While Twixt was fun and macabre (as befitting its inspiration) in addition to being quirky and experimental, Tetro emphasizes the intensely personal nature of this phase of Coppola's career: it fluctuates between off-beat humour and family melodrama, is shot in gorgeous black-and-white with interludes in colour, and thematically tackles the story of an Italian family of artists and the secrets and rivalries that divide them (something that would seem to draw on Coppola's own large family of filmmaking artists). While at times those elements seem to be at odds with each other (and the final act takes some tonal changes in direction), I think it's those idiosyncrasies that make Tetro a unique and charming film by a master filmmaker and one that deserves more discussion.

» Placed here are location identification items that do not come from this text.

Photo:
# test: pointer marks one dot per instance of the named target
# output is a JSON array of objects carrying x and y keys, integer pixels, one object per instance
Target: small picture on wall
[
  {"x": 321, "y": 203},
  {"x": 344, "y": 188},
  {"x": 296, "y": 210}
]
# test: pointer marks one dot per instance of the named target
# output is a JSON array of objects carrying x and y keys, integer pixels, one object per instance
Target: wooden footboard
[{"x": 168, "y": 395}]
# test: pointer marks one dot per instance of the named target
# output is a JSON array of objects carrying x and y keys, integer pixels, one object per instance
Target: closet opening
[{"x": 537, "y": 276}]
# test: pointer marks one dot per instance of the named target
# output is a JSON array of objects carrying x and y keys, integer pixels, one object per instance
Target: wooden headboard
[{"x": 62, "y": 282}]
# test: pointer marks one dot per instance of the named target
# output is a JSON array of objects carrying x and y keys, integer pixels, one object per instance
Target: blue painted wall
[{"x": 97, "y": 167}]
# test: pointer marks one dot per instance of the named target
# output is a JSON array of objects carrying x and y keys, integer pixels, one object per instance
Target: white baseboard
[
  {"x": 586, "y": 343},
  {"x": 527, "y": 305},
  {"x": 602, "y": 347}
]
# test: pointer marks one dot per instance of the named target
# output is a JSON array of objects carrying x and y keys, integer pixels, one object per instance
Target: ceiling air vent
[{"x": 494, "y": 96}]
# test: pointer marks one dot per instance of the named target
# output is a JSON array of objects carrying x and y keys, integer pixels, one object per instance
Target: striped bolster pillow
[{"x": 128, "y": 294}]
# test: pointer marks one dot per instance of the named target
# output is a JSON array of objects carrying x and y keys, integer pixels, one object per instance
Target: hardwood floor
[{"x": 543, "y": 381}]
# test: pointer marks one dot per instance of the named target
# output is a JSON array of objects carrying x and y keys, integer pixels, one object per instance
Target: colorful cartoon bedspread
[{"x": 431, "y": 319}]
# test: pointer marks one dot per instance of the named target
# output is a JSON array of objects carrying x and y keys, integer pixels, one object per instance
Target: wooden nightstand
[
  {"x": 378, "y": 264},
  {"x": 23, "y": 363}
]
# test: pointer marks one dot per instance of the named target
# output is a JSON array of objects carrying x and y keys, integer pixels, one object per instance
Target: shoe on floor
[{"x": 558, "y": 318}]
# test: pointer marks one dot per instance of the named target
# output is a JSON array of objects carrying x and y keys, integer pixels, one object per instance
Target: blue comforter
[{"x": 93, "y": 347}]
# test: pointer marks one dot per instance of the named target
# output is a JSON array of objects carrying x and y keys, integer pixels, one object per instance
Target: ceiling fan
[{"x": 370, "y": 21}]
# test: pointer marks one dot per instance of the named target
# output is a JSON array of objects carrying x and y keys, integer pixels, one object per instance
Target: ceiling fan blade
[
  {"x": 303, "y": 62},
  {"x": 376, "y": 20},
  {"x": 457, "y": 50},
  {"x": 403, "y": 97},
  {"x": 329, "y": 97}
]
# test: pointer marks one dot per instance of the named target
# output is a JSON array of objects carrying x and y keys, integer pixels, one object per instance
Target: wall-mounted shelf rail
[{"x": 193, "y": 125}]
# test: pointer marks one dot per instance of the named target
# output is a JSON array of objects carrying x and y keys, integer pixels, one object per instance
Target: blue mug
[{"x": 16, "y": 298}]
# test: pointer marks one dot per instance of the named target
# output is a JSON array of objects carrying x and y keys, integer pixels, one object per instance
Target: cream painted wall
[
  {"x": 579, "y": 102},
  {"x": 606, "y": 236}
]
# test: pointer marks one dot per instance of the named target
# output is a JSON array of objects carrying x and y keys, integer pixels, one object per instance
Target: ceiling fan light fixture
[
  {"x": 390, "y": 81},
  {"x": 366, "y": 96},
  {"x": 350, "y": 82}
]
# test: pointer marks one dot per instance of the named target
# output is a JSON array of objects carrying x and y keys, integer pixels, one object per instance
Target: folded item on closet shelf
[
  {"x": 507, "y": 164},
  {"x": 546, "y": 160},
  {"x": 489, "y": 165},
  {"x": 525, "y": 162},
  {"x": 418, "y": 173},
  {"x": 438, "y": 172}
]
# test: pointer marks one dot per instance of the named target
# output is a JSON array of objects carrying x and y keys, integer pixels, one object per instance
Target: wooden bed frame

Tetro tells the story of Angelo Tetrocini (Vincent Gallo), a tortured writer who is living in Buenos Aires with his girlfriend, Miranda (Y Tu Mamá También and Pan's Labyrinth's Maribel Verdú), who now goes by the name "Tetro." His younger brother Bennie (Alden Ehrenreich, who at times in this film seems to be uncannily channeling a young Leonardo DiCaprio) comes to town seeking to reconnect with his lost older brother and find out more about their family's tortured past and why Tetro never returned home. Secrets are uncovered and Bennie eventually works to shape Tetro's near-finished play into something that will bring him the success everyone around him feels he deserves. Some might say that the film almost veers off-course in the final scenes of the film, but I thought that the film as a whole treads the path of melodrama enough for it to work for me. One is reminded that the original Godfather film itself was an exercise in deepening and expanding the canvas of genre (the mobster-melodrama).
As for what is most memorable about this film, there are a number of options. First of all, Vincent Gallo is very good as the titular character. He sells the melodrama without veering into parody and anchors the film as a whole. Secondly, the cinematography is striking and beautiful. The work here in black-and-white is an example of why more filmmakers should embrace the colour schema. Perhaps what is most memorable about Tetro is the fact that it doesn't seem to fit into any common paradigm; it combines the technical skills of a master steeped in the classical Hollywood cinema (albeit the "New Hollywood"), with the offbeat characters and unfamiliar locale (to North Americans) of contemporary world cinema.
Either way you slice it Tetro puts to rest the myth that the senior Coppola has nothing left to cinematically give.
8 out of 10
Tetro (2009)
Written and directed by Francis Ford Coppola; starring Vincent Gallo, Maribel Verdú, Alden Ehrenreich, Rodrigo De la Serna, and Klaus Maria Brandauer.